The processor-core architecture is the first-order driver of the memory-architecture options that a designer has. The reason is that the designer builds the core with assumptions about how the memory components interface with and complement the core. Von Neumann and Harvard architectures are two common processor architectures that model and implement different ways to view and access memory. Processors based on a von Neumann architecture model the system memory as a single storage structure that hosts both the program instructions and data; a single bus interface services all program and data accesses. Processors based on a Harvard architecture model the system memory for program instructions and data as physically and logically separate storage structures with separate bus interfaces—one for instructions and the other for data. The Harvard architecture supports simultaneous access for program instructions and data, whereas the von Neumann architecture does not.

To choose an optimized memory design, a designer must also understand the application’s behavior and requirements.

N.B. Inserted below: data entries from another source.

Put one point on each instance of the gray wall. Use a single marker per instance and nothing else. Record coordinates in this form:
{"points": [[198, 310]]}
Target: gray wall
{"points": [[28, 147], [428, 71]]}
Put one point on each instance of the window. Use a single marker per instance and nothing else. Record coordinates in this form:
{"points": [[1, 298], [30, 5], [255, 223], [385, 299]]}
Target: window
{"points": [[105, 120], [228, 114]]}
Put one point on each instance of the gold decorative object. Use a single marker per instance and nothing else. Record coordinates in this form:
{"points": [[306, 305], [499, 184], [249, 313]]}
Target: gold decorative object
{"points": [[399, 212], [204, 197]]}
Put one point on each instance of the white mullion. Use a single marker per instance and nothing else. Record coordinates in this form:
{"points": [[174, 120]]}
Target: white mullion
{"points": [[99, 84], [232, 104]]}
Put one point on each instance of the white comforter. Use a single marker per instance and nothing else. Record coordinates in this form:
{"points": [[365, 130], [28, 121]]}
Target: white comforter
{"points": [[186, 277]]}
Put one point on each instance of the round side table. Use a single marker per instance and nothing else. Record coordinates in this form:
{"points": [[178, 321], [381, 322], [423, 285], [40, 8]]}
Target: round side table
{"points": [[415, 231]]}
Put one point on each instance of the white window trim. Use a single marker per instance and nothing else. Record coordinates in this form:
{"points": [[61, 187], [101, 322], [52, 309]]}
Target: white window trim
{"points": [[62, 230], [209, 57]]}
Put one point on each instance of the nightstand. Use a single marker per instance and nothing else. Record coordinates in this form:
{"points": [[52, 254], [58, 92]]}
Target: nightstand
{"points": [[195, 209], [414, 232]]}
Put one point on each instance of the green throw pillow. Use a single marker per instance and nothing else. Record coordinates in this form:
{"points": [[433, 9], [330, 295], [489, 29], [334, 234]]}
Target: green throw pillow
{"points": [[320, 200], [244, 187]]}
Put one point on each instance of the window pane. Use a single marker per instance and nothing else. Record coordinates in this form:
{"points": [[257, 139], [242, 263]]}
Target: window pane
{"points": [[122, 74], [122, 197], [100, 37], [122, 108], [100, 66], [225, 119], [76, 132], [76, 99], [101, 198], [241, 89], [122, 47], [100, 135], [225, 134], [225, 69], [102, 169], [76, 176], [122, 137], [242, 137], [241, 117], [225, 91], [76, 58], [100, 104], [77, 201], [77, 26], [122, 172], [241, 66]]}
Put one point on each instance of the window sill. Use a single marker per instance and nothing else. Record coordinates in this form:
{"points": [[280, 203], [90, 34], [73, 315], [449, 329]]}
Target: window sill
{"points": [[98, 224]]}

Considerations for the memory design are: How will application data enter and exit the system, and will the processor directly load the data or will an external agent, such as a DMA controller, load the data into the processor’s local RAM? You must ask similar questions about outputs: Will the processor directly drive the output ports, or will an external agent, such as a DMA controller, transfer the data from the processor’s local RAM to an I/O interface. Other questions include: What is the application’s start-up scenario, can the system make efficient use of special memory interfaces, and can the on-chip-memory resources accommodate all or even just the performance-sensitive code and data of the application?

The application start-up requirements affect where you can store the initialization code and through what interfaces the system can retrieve it. On-chip OTP (one-time-programmable) ROM is useful for storing boot code because it is small with high silicon density. It supports fast start-up because it needs no wait time after start-up to begin executing. The initialization code could reside in and execute in place from flash memory; it could also reside in off-chip memory and be shadowed into on-chip instruction RAM, which can result in longer system start-up. If the application code and data can reside in on-chip memories, it might be unnecessary to support off-chip-memory interfaces. If the performance-sensitive program code can fit into local memories, the designer may not need to implement caches.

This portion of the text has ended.